Ma sono anche le fotografie dei ragazzi del laboratorio fotografico guidato da Alessandra Dragoni e Gioia Gattamorta a darci un originale ritratto della città, che mette in luce scorci e particolari a cui noi, per abitudine o distrazione, non prestiamo attenzione, quasi una realtà parallela, e per questo anch’essa invisibile. Oppure le antiche visioni, frammentarie e pressoché segrete ma proprio per questo ancor più affascinanti, che ci offre il Museo Nazionale, descritte da Elisa Emaldi e Paola Novara. Del resto, Ravenna è la città in cui si vedono cose che non ci sono, come ci insegna l’esperienza vissuta da Carl Gustav Jung al Battistero Neoniano, e non si vedono cose che invece ci sono o che non ci sono più come la famosa Mariola, ricordata anche nel Don Chisciotte, di cui ci racconta Franco Gabici.

Del rapporto ambivalente di Italo Calvino con la musica tratta l’approfondito saggio di Oreste Bossini a cui fa da pendant la bella intervista allo scrittore di Lorenzo Arruga con le foto di Silvia Lelli. Di un altro tesoro nascosto (o almeno “blindato”) ravennate, ovvero il manoscritto contenente le undici commedie di Aristofane (tra cui anche Acarnesi, la cui “messa in vita” a Pompei e al Teatro Alighieri ad opera di Marco Martinelli è oggetto di una riflessione da parte di Maddalena Giovannelli), gelosamente custodito nella Biblioteca Classense, ci dice Floriana Amicucci, mentre Tahar Lamri ci introduce a uno dei testi più straordinari della poesia mistica sufi araba, ovvero Mantiq At-Tayr. Il verbo degli uccelli, rappresentato anch’esso in questa edizione del Festival dal Grande Teatro di Lido Adriano.
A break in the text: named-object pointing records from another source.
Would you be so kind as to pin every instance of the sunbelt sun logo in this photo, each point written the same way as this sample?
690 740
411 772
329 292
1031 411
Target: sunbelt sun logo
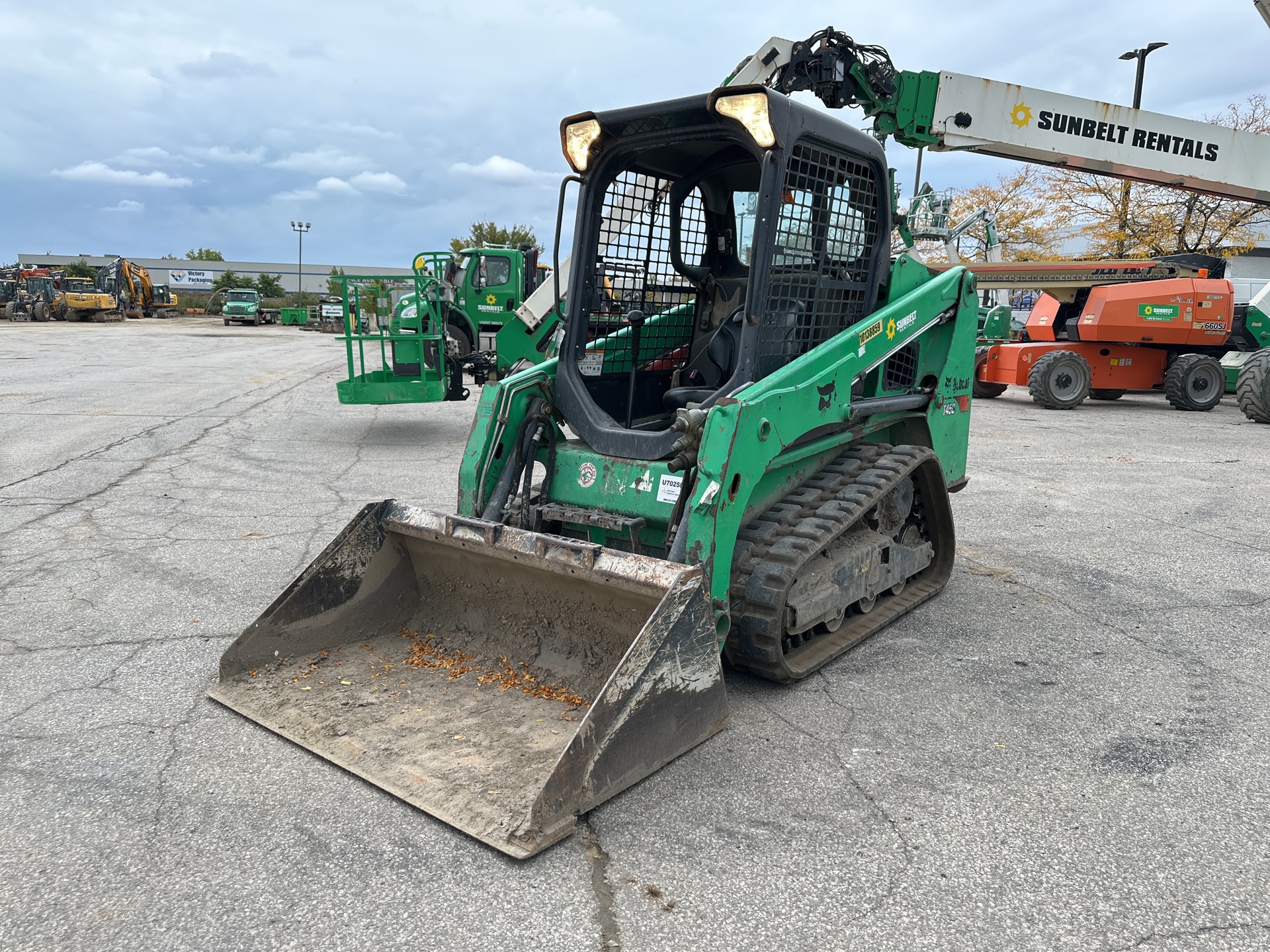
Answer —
1158 313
Tra immaginari distopici, catastrofi assortite (la minaccia nucleare è uno dei “sottotemi” più o meno nascosti del Festival), fantasiose trasfigurazioni storiche, si situano poi i contributi di Nevio Galeati (“Supereroi tra meteoriti e pandemie”), la recensione di Luis Buñuel di Metropolis di Fritz Lang e l’intervista a Charlie Chaplin su Il grande dittatore di Robert Van Gelder.
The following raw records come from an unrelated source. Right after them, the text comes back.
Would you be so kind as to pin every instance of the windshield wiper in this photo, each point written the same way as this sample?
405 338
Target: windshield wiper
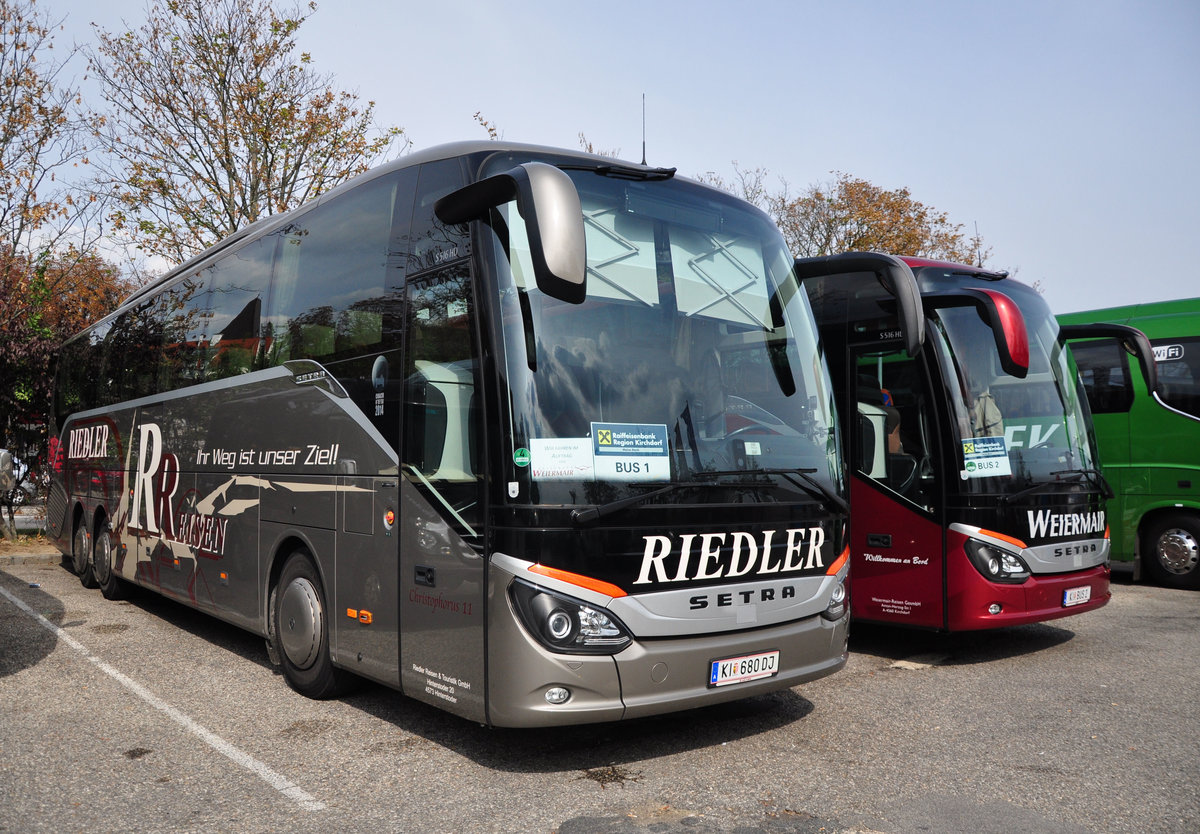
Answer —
801 478
625 172
1093 478
804 479
588 515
A due grandi protagonisti statunitensi del Festival, l’artista multimediale per eccellenza Laurie Anderson e il maverick freak del rock Frank Zappa, sono dedicati gli scritti di Claudio Chianura (“Laurie Anderson. Racconti e suoni del corpo elettrico”) e Riccardo Bertoncelli (“Lo squalo giallo di Frank Zappa”), mentre uno sguardo a due grandi scrittori, pur così tra loro poco affini, ossia Grazia Deledda e Giovanni Testori, di cui ricorre il centenario della nascita, è rivolto rispettivamente da Marisa Ostolani (sulla Deledda “cervese”) e dalla scrittrice Sandra Patrignani (“Leggere Grazia Deledda oggi”); e da Federico Savini (sul Testori interpretato da Sandro Lombardi) e Luca Doninelli.

Come chiusura un omaggio da parte dello scrittore Eraldo Affinati al prezioso e sempre attuale insegnamento di un grande “Maestro”: don Lorenzo Milani (anche di lui ricorre il centenario della nascita).